Coldiretti: stranieri conquistati dal cibo



ROMA – Secondo la Coldiretti, la presenza di almeno il 45% di turisti stranieri in Italia sarebbe stimolata dai primati dell’enogastronomia “made in Italy”, che aiuta a mantenere vivo il ricordo del Belpaese. Il sindacato agricolo ricorda che quello in arrivo è il primo Natale dopo il riconoscimento da parte dell’Unesco della dieta mediterranea come patrimonio immateriale dell’umanità, che “rappresenta un riconoscimento istituzionale importante a livello internazionale che aiuta a far aumentare l’interesse turistico per l’Italia”.
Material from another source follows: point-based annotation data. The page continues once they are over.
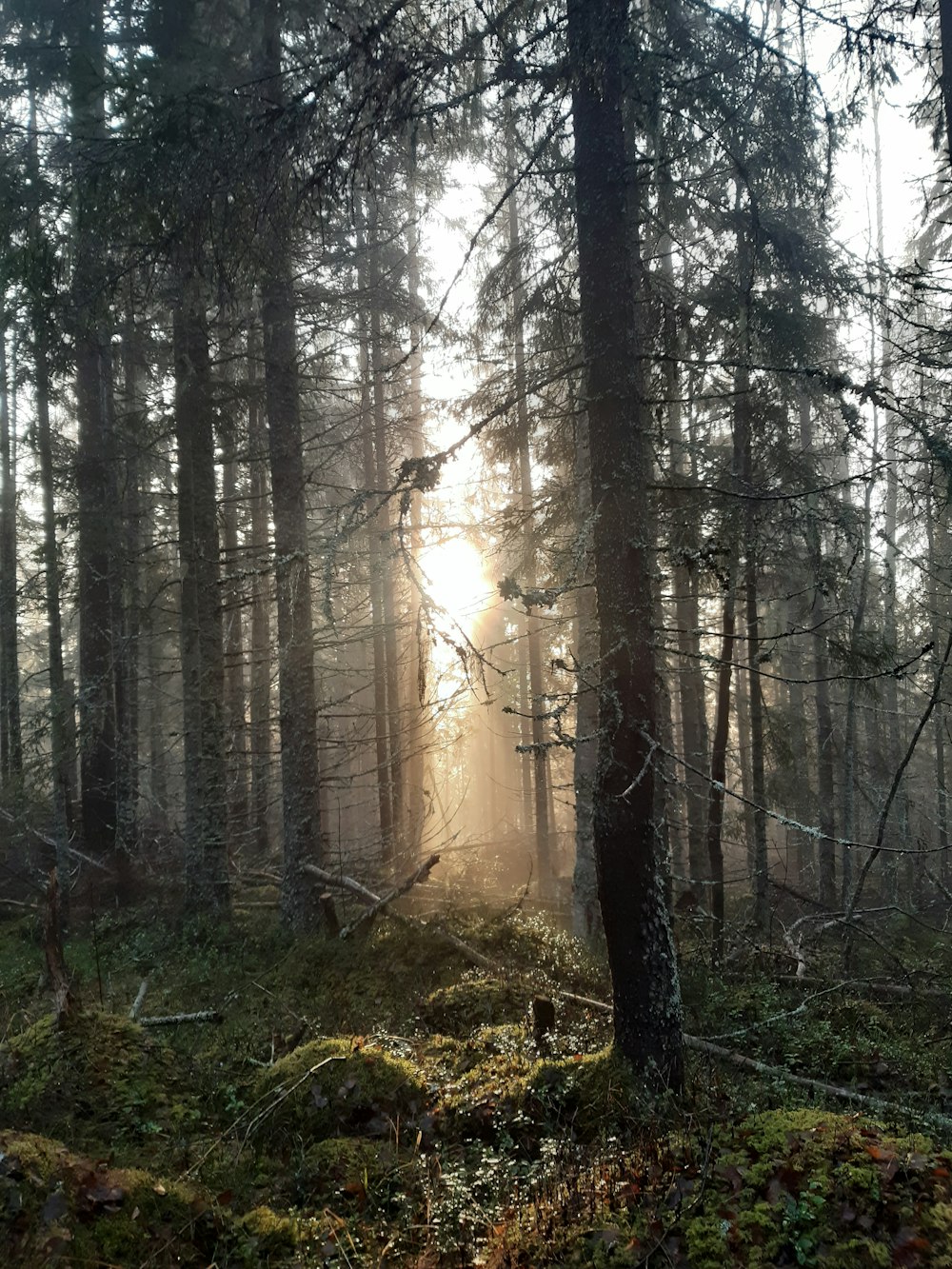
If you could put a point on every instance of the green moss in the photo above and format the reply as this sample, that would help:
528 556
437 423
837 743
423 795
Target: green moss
474 1001
338 1085
97 1081
61 1207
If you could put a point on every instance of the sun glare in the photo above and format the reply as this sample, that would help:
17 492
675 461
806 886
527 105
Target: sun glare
455 579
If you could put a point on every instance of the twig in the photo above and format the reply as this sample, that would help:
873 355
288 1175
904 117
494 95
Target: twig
204 1016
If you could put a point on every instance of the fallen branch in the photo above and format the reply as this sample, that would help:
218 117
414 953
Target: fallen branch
803 1081
407 883
341 882
140 998
204 1016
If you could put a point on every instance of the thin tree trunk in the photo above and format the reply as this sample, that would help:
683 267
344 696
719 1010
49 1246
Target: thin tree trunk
202 665
300 772
384 528
10 739
540 763
261 693
95 457
825 743
418 721
381 738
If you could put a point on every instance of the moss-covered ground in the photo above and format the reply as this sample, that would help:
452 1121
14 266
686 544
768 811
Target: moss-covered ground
383 1101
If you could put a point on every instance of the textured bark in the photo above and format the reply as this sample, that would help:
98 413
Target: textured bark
95 457
646 999
261 693
586 915
201 629
533 635
825 742
375 549
10 739
300 777
418 730
63 758
719 772
385 532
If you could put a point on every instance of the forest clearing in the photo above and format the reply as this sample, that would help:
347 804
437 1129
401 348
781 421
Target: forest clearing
475 620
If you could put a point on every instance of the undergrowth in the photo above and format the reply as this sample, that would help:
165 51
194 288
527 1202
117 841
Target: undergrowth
381 1101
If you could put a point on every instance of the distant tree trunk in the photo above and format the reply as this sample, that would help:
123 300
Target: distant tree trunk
418 721
540 763
300 773
684 545
259 548
586 915
202 665
646 998
381 731
825 739
95 457
744 461
719 772
10 739
387 587
129 597
234 643
63 759
890 628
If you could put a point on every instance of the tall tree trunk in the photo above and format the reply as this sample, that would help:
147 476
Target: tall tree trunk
300 776
533 635
63 759
129 598
646 998
418 730
719 772
202 665
825 740
384 528
95 457
586 915
259 548
375 551
10 739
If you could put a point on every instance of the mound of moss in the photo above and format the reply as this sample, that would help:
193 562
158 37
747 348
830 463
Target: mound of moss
331 1086
60 1208
474 1001
97 1081
779 1188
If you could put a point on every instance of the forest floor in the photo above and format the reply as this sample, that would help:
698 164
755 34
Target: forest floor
384 1101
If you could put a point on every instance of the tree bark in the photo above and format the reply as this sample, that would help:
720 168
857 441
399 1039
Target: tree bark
95 457
201 629
10 738
533 635
300 777
646 998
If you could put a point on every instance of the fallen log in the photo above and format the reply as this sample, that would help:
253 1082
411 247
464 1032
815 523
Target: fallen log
204 1016
407 883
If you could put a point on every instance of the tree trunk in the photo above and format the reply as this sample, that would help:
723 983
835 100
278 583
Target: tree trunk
300 777
646 998
259 551
95 457
533 635
202 666
10 739
387 587
375 549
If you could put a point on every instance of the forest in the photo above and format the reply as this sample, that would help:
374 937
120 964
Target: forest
475 613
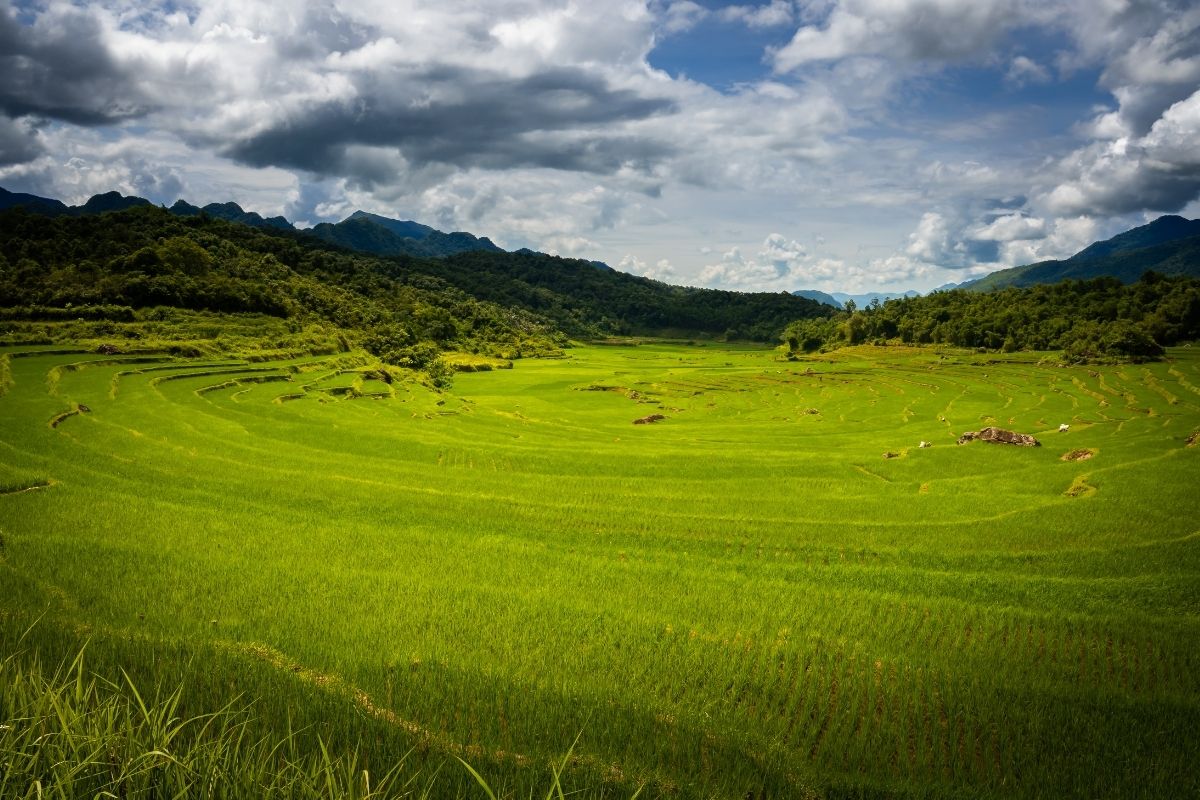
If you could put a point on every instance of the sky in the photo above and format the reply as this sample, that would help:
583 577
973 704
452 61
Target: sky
791 144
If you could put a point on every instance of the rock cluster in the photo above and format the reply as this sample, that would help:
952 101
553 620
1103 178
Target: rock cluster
1000 437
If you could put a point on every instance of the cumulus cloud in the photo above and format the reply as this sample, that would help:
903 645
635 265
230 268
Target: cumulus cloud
1143 155
63 67
1159 170
682 14
772 14
1011 227
559 119
18 142
905 29
544 124
660 270
1025 70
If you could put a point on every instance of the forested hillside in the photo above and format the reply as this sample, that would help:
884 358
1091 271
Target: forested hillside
147 257
1169 245
1086 319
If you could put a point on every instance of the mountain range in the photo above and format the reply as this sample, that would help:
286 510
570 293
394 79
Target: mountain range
1169 245
363 232
117 254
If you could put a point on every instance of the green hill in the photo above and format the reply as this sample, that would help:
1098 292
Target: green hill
369 233
147 257
1169 245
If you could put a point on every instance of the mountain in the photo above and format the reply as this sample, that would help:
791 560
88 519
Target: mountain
109 202
363 232
31 202
403 228
865 299
369 233
1169 245
148 256
231 211
820 296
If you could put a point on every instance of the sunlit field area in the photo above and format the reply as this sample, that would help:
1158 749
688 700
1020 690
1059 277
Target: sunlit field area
771 591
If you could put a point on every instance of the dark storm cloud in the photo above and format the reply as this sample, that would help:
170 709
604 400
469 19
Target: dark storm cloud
61 68
17 143
468 118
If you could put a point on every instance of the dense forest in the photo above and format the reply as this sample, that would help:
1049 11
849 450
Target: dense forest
147 257
1097 319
Ricorda la Coldiretti che “secondo l’Unesco, la dieta mediterranea non è solo cibo, ma un vero e proprio stile di vita che promuove l’interazione sociale, dal momento che i pasti collettivi rappresentano il caposaldo di consuetudini sociali ed eventi festivi che sono molto apprezzati dagli ospiti stranieri. I prodotti della tavola si aggiungono dunque ai primati artistici e culturali nazionali che rappresentano motivo di attrazione dei turisti stranieri in Italia che si estendono dalle grandi città d’arte alle campagne”.
“D’altra parte – ricorda per l’ennesima volta la Coldiretti – la visita in Italia garantisce la possibilità di fare acquisti convenienti di prodotti di grande fama all’estero, dove spesso sono però commercializzati a prezzi molto più elevati con il rischio inoltre di imbattersi in falsi ed imitazioni di minore qualità. Una possibilità che riguarda molti altri Paesi come dimostra il fatto che sul mercato globale si stima che sia falso un piatto italiano su tre, mentre il fatturato dei prodotti “made in Italy” taroccati raggiunge gli oltre 50 miliardi di euro”.